Sun had been tasked with sending 16 prototypes of the smartphone to the United States. After he reported one of the devices missing, Foxconn personnel searched his apartment and questioned him. His interrogator, Security Manager Gu Qinming, denied that he had harmed Sun in any way beyond putting a hand on his shoulder.
According to the Associated Press, Foxconn will pay Sun’s parents a lump sum of roughly $52,600, on top of an annual $4,385 for the rest of their natural lives.
A report by The New York Times earlier this week suggested that Sun’s girlfriend had also received an Apple laptop as compensation.
In the wake of the death, which incited a great deal of international attention, Foxconn also suspended the security manager and issued a statement that read: “The company has noticed there has been much detailed discussion on the Internet and welcomes public discussion on how to help Foxconn’s management where it is lacking.”
Apple has previously dealt with public-relations crises caused by Foxconn.
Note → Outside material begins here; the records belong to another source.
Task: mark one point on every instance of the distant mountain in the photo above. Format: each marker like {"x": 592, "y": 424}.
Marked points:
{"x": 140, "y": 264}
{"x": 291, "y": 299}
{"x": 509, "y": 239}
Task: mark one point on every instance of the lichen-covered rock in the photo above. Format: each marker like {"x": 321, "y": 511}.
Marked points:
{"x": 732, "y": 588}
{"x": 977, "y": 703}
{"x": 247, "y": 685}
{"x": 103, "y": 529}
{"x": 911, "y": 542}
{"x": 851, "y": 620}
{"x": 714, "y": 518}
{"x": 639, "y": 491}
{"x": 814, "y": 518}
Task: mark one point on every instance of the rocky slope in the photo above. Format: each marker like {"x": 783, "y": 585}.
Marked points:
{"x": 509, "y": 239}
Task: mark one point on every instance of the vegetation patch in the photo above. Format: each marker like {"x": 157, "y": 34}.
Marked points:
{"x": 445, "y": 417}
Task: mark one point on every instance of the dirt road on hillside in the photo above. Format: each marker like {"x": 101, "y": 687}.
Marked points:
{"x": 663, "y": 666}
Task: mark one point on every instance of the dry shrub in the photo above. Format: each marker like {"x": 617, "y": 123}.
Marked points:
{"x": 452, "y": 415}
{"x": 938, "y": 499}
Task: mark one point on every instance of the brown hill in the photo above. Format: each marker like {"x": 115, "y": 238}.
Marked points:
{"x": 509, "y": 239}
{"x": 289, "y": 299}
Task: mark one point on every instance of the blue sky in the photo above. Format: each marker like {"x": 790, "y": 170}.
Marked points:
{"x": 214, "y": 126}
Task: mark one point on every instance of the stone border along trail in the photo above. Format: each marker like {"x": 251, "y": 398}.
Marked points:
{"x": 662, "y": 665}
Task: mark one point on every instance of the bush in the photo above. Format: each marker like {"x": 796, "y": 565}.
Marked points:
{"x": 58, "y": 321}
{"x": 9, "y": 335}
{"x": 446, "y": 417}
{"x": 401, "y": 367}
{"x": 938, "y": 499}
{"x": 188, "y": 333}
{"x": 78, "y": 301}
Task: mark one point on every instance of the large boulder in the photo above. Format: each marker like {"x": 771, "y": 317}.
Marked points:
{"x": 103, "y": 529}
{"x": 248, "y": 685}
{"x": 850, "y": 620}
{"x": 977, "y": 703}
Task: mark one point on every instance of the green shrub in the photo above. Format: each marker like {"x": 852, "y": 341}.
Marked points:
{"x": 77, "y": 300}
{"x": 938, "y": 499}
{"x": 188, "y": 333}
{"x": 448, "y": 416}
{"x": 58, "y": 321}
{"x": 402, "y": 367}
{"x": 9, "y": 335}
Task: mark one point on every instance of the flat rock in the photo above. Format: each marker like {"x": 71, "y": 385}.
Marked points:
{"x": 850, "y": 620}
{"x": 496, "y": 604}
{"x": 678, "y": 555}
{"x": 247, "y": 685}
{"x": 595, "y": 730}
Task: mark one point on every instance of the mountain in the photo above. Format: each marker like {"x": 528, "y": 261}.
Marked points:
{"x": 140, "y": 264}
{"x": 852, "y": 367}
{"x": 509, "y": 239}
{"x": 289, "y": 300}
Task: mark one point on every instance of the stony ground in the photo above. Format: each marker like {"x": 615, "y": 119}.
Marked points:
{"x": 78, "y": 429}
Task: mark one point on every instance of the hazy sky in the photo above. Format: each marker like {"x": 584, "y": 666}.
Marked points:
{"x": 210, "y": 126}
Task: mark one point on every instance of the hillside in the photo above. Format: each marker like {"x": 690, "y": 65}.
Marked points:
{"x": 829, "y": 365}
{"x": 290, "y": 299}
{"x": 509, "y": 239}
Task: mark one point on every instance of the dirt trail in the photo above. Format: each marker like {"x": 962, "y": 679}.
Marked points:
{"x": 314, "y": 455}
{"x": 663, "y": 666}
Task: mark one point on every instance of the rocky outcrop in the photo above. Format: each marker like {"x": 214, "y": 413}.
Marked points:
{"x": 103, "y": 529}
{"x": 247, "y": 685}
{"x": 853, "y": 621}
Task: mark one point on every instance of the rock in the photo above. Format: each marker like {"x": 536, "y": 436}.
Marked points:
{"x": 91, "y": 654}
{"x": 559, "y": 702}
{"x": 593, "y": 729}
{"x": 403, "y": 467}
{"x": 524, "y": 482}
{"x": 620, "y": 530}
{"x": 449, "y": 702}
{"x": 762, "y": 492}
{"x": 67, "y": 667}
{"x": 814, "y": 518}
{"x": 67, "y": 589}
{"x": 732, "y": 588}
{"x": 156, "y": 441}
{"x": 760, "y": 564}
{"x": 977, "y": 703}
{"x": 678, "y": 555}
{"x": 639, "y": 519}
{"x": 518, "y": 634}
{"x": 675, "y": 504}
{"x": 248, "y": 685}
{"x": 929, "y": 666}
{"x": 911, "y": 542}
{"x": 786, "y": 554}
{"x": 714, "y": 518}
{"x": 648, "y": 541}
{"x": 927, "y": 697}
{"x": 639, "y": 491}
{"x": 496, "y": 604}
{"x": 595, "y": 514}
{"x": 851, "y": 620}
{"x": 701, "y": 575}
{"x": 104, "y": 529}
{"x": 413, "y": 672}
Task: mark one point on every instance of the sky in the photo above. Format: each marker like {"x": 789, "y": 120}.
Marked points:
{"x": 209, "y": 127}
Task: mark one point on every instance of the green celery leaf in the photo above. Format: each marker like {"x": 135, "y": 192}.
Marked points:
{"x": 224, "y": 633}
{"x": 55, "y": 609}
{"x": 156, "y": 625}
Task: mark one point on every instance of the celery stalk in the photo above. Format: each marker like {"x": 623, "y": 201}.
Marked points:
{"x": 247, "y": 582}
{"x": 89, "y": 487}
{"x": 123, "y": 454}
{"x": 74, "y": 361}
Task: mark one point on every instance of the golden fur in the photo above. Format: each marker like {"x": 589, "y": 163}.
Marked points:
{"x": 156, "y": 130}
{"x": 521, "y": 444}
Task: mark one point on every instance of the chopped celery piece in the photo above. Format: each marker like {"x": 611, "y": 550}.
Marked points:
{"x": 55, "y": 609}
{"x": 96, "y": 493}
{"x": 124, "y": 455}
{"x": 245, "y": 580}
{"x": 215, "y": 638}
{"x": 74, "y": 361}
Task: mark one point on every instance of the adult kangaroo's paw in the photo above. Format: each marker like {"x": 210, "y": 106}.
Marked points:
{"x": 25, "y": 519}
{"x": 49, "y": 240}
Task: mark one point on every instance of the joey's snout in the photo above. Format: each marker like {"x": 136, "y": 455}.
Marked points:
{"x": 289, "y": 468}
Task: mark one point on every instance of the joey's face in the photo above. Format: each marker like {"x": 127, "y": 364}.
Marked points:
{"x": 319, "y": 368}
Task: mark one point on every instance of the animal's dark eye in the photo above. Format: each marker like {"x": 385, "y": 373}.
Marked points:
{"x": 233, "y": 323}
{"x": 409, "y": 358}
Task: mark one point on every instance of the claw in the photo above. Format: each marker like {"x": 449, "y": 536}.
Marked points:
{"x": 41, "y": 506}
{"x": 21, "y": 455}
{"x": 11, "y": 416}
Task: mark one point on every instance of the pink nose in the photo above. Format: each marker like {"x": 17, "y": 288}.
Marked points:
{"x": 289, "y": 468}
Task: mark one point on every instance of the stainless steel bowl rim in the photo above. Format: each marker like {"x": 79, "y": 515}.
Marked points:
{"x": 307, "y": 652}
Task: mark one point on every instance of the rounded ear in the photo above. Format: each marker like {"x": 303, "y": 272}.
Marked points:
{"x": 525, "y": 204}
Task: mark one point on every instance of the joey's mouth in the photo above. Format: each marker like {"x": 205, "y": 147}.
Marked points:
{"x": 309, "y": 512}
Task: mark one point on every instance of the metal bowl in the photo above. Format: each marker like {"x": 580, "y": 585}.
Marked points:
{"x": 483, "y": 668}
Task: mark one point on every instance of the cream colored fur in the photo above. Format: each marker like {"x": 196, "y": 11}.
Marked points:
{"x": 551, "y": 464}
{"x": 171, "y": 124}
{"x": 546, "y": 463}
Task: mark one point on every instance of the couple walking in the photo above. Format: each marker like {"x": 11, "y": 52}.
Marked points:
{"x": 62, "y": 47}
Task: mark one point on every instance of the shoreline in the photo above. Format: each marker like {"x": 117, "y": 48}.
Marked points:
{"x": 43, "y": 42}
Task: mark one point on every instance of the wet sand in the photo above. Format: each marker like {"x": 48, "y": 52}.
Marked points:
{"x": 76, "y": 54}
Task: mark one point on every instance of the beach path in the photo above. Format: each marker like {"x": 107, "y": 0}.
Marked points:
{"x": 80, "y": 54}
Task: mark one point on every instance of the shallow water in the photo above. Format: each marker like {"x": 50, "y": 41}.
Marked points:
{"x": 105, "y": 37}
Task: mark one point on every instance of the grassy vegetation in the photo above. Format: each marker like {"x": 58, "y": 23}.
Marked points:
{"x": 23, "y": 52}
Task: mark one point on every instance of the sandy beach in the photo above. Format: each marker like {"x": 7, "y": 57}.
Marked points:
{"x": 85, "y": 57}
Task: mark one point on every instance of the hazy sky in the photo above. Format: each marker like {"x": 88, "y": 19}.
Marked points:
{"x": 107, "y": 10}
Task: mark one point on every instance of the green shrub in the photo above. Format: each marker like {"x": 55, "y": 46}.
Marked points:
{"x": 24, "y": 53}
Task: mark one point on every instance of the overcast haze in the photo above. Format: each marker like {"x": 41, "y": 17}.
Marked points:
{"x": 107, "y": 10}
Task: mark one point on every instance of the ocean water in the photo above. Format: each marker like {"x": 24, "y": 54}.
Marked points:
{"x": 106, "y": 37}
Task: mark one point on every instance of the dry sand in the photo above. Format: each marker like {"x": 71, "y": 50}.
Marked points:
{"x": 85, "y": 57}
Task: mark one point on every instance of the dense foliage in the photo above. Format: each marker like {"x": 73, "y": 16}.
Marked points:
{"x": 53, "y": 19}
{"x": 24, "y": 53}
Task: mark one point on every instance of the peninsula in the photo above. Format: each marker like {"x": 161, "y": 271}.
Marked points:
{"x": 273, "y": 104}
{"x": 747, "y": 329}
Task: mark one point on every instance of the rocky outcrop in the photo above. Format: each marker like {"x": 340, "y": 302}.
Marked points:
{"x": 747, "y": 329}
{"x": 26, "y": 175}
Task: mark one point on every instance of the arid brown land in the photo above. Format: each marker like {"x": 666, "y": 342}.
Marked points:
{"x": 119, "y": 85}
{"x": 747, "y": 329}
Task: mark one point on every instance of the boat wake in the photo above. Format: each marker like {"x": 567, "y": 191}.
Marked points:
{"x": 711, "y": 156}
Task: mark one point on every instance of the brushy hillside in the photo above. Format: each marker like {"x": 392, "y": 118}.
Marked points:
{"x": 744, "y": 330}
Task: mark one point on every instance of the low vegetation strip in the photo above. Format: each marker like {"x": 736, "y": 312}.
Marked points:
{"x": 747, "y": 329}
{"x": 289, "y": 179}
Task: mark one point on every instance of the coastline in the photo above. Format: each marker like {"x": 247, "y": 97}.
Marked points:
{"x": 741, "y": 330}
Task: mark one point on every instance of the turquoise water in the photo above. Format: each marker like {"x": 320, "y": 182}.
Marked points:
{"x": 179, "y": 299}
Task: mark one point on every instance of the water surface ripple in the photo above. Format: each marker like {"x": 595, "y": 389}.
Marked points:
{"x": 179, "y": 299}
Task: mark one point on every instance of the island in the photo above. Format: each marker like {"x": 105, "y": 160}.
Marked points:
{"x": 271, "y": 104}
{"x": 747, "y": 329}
In 2006, a British newspaper alleged that the Chinese manufacturer violated labor practices, prompting Apple to audit Foxconn’s facilities and interview over 100 “randomly selected employees.”
According to the report issued by Apple’s team, the factory passed inspection in many areas, although it found that “employees worked longer hours than permitted by our Code of Conduct, which limits normal workweeks to 60 hours.”
“Although our Code of Conduct allows overtime limit exceptions in unusual circumstances,” read the report, “we believe in the importance of a healthy work-life balance and found these percentages to be excessive.”
To date, there have been no reports on whether the iPhone prototype had been recovered. A Foxconn employee suggested to a New York Times reporter that other products in Sun’s possession had disappeared in the past, only to have Sun recover them later.